Si può ipotizzare che si trattasse di alcune pagine della traduzione italiana di un’opera del diplomatico, edita a Londra nel 1913: The Violet Crown. Ma la missiva contiene soprattutto espressioni di entusiasmo e di gratitudine, per la Military Cross, l’ambitissima decorazione che il sovrano Giorgio V ha conferito al letterato di trincea: «È grande onore, per me, che S. M. il Re d’Inghilterra si degni di conferirmi la Croce militare nell’ora dolorosa e gloriosa in cui la nostra alleanza sta per essere perpetuata da un sangue che non trascolora». D’Annunzio rievoca il trauma e lo sconforto che in lui aveva generato l’onta di Caporetto: «Dopo giorni di cupa disperazione, non sostenuti se non dalla volontà di morire, ho riafferrata la mia fede e il mio coraggio». Il divino “Ariel” descrive, infine, in un’immagine simbolica, il tangibile soccorso dell’alleato che sta giungendo in forze sul fronte italiano: «la Sua lettera mi raggiunge nel campo di San Pelagio, mentre su la strada di Monselice passano file di solidi carri inglesi colmi di vettovaglie e di munizioni ».

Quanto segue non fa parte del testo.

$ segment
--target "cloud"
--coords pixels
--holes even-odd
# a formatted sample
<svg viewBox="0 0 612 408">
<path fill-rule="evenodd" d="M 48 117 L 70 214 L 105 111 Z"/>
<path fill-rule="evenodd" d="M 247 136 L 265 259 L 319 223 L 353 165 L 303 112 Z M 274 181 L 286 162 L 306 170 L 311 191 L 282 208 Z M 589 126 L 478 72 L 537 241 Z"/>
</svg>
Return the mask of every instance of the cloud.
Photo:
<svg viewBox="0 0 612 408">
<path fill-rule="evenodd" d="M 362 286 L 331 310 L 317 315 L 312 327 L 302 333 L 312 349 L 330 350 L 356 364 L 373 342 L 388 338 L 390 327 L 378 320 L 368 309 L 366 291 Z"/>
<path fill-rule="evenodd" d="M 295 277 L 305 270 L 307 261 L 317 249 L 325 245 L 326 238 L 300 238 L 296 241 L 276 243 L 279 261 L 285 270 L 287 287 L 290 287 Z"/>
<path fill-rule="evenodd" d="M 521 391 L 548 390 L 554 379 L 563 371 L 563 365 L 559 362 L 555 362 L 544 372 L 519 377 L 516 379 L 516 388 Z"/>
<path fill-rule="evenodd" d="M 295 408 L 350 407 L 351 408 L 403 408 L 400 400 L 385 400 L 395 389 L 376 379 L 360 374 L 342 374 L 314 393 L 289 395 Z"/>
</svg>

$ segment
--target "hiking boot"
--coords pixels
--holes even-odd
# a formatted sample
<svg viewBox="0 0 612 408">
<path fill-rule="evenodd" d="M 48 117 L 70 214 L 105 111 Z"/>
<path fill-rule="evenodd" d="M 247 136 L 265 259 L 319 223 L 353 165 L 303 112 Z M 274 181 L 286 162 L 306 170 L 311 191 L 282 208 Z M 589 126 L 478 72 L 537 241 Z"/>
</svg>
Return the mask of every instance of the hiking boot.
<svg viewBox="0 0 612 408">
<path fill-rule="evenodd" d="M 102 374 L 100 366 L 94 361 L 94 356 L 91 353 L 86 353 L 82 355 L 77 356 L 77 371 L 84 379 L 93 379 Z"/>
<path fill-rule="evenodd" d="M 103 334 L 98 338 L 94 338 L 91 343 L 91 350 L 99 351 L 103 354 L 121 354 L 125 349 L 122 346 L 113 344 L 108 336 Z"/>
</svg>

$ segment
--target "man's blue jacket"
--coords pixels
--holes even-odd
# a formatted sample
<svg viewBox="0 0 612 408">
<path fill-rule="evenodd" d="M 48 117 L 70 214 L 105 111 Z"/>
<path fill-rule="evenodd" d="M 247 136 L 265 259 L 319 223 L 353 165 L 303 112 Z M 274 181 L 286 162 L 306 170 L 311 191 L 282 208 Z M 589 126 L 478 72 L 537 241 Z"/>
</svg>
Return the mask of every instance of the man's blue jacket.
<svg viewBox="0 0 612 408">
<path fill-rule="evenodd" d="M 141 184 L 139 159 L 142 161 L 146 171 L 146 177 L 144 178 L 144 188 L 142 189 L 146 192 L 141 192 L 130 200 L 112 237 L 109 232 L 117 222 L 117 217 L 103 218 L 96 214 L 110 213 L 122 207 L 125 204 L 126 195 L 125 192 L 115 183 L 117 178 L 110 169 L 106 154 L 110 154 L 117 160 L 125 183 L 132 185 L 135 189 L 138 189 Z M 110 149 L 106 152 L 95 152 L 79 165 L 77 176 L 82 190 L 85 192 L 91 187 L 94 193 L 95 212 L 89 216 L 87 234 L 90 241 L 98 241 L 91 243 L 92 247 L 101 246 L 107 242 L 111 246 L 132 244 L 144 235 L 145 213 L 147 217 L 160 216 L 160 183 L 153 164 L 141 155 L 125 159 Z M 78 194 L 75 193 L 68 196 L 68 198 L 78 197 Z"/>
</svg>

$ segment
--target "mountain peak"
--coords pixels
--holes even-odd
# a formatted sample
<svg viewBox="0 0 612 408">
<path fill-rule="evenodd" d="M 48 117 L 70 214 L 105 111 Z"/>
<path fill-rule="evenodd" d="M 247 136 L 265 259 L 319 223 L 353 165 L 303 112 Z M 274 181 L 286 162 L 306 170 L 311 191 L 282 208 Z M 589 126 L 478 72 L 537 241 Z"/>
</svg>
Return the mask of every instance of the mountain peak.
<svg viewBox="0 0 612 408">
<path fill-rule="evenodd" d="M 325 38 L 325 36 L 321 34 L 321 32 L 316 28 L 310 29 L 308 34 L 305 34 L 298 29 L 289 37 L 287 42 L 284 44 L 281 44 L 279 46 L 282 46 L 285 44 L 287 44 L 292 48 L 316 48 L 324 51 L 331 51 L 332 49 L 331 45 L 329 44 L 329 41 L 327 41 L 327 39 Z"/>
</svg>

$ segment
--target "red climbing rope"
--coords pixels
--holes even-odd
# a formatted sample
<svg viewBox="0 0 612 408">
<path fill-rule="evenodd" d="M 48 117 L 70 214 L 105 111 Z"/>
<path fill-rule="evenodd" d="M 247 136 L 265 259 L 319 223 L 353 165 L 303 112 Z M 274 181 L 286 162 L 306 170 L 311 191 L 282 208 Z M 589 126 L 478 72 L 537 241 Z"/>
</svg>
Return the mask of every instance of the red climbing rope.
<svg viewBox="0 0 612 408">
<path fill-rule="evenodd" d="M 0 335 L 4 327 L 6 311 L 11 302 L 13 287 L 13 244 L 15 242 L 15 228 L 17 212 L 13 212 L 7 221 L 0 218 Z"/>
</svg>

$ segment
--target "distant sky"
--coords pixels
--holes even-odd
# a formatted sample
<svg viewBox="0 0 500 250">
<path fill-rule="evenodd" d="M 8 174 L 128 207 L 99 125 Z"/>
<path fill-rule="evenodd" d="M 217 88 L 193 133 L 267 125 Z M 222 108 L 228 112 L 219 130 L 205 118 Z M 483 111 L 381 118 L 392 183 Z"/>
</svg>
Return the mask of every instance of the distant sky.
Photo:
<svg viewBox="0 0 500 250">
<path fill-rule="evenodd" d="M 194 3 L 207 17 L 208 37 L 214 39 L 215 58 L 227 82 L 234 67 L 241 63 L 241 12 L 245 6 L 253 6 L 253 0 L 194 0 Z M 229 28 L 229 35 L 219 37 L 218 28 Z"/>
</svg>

Il Corpo di spedizione britannico entrò infatti in linea proprio il 4 dicembre ’17, e venne inizialmente dislocato nella zona di Asiago e nel Montello. Gli inglesi presero quindi parte alla battaglia decisiva di Vittorio Veneto, combattuta tra la fine di ottobre e i primi giorni di novembre dell’anno successivo. Quasi subito, tuttavia, l’idillio, tra D’Annunzio e la Gran Bretagna, annegò in un mare di veleno. Fu infatti il poeta a coniare lo slogan della “vittoria mutilata”, che alimentò un vittimismo rancoroso per la modesta messe di territori che l’Italia raccolse ai tavoli della pace. Ma è, soprattutto, durante il biennio fiumano (1919-20), che D’Annunzio tuona contro gli egoismi delle grandi potenze occidentali, che negano il diritto all’annessione al Regno della città del Quarnaro. Per questa ragione, il poeta vuole trasformare Fiume nella capitale delle nazionalità oppresse. In un suo famoso discorso, Italia e vita, si scaglia proprio contro l’imperialismo britannico che domina sull’intero orbe terracqueo.
Nell’agosto del 1935, D’Annunzio rincara la dose, nel suo furore anti-inglese, componendo, in lingua francese, il Messaggio «Ai buoni cavalieri latini di Francia e d’Italia». Un estremo appello, rivolto all’amata nazione «sorella», affinché si distacchi dalle strategie sanzioniste dei circoli della Lega di Ginevra, impegnati a contrastare duramente l’avventura italiana in Etiopia. Terminata la sua fatica letteraria, così scrive a Mussolini: «Il mio vecchio odio fiumano per l’Inghilterra di Jonathan Swift rifiammeggia ». Il Vate è talmente senza freni, che il duce stesso (ancora impegnato in trattative con Londra e Parigi) ordina di impedire la diffusione della traduzione italiana del messaggio alla quale D’Annunzio sta ancora lavorando.